Spirale danach

Beschreibung

Die Spirale danach ist wie die Kupferspirale etwa 3 cm gross und sieht aus wie ein kleines T, welches am Ende zwei dünne Kunststofffäden hat. Sie ist aus weichem Plastik und wird von Kupferfäden umhüllt. Das Kupfer macht, dass die Spermien nicht mehr befruchtungsfähig sind. Die Spirale danach verändert die Gebärmutterschleimhaut und verhindert das Einnisten der Eizelle.

Anwendung

Die Spirale danach ist für Frauen, die keine Schwangerschaft wünschen und in folgenden Notfallsituationen sind:

  • Reissen oder Verrutschen des Kondoms.
  • Geschlechtsverkehr ohne Schutz.
  • Vergessen der Pille bei mehr als 12 Stunden.

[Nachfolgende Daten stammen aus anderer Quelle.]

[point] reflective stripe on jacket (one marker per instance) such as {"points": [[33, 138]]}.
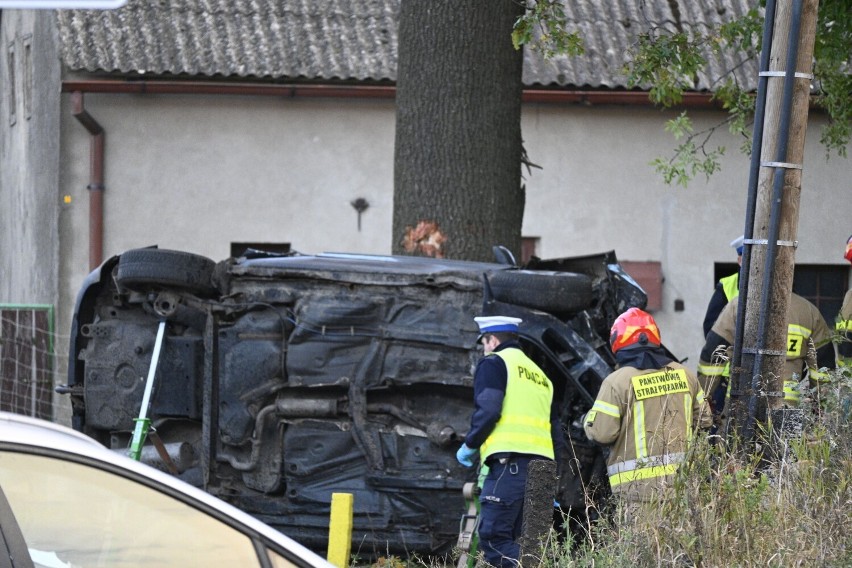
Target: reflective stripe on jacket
{"points": [[524, 425]]}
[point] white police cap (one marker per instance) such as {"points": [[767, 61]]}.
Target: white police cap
{"points": [[495, 324]]}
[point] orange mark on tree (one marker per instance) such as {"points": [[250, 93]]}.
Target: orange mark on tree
{"points": [[425, 239]]}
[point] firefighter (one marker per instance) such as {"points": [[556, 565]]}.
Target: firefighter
{"points": [[843, 347], [646, 411], [513, 423], [808, 349], [726, 289]]}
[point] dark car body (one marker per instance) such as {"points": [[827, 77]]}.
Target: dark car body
{"points": [[284, 379]]}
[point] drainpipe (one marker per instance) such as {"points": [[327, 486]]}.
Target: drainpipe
{"points": [[96, 180]]}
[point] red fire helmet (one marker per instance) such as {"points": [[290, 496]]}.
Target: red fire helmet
{"points": [[634, 328]]}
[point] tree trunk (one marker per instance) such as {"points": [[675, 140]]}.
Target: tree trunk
{"points": [[457, 163]]}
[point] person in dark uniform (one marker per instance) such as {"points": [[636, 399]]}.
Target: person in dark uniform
{"points": [[513, 423]]}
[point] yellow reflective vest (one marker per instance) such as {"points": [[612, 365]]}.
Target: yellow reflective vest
{"points": [[806, 332], [524, 425], [648, 418], [843, 327], [731, 285]]}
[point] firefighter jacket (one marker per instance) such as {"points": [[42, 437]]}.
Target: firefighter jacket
{"points": [[807, 333], [843, 327], [647, 418]]}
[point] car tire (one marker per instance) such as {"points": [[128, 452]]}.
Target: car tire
{"points": [[562, 292], [149, 268]]}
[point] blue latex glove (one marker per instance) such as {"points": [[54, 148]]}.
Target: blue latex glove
{"points": [[465, 455]]}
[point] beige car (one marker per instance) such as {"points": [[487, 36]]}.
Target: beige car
{"points": [[66, 501]]}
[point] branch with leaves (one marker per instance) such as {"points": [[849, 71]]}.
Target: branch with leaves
{"points": [[666, 62]]}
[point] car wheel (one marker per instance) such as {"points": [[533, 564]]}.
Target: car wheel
{"points": [[548, 291], [144, 269]]}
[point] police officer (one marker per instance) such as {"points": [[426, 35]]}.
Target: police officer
{"points": [[513, 423], [808, 348], [646, 411], [843, 326]]}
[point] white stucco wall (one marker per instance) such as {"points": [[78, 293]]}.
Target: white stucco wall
{"points": [[597, 192], [197, 173]]}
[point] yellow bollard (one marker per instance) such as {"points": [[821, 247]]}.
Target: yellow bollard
{"points": [[340, 529]]}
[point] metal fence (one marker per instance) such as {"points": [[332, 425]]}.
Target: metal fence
{"points": [[27, 359]]}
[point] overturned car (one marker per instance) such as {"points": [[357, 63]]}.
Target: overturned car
{"points": [[284, 378]]}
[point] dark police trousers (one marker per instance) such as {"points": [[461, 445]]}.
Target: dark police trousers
{"points": [[501, 510]]}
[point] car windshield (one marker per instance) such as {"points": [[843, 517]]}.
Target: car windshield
{"points": [[74, 515]]}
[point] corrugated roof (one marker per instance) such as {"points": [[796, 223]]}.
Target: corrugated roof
{"points": [[329, 40]]}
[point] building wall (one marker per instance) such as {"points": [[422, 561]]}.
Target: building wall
{"points": [[197, 173], [29, 162], [597, 192]]}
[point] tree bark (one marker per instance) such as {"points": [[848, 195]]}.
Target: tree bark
{"points": [[457, 176], [764, 356]]}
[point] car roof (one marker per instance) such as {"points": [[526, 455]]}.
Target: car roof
{"points": [[34, 433]]}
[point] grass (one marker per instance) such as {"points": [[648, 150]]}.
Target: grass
{"points": [[731, 509]]}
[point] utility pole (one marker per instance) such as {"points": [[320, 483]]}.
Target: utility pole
{"points": [[771, 227]]}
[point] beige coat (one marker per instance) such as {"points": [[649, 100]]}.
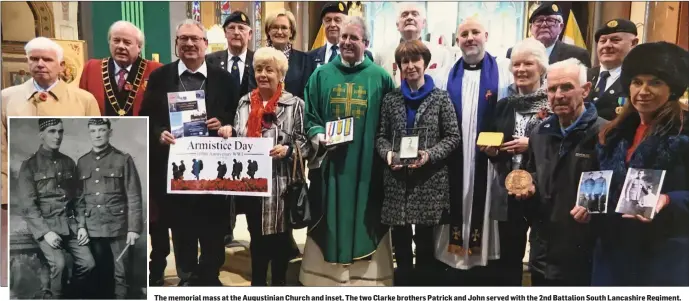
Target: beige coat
{"points": [[18, 101]]}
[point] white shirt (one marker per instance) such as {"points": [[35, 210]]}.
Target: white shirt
{"points": [[181, 67], [329, 51], [614, 75], [117, 71], [241, 64]]}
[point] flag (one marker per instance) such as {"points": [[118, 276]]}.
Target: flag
{"points": [[572, 33], [320, 39]]}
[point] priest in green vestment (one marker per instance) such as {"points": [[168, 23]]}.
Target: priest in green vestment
{"points": [[347, 244]]}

Sie ist für Frauen geeignet, die die Zeitspanne der Pille danach von 72 Stunden überschritten haben oder keine hormonelle Notfallverhütung einnehmen dürfen oder wollen. Die Spirale danach kann spätestens bis zum 5. Tag nach dem Geschlechtsverkehr eingelegt werden. Wenn eine Frau die Spirale danach nicht als Verhütungsmittel in der Gebärmutter belassen will, kann diese am Ende der nächsten Menstruation von der Frauenärztin/vom Frauenarzt entfernt werden lassen.

Zuverlässigkeit

Die Spirale danach ist sicher.

Vorteile

  • Die Spirale danach ist eine sichere Notfallverhütung ohne Hormone und kann danach als Verhütungsmittel in der Gebärmutter belassen werden.

Nachteile

  • Bei Entzündungen im Unterleib, einer Fehlbildung oder einer zu kleinen Gebärmutter kann die Spirale danach nicht eingesetzt werden.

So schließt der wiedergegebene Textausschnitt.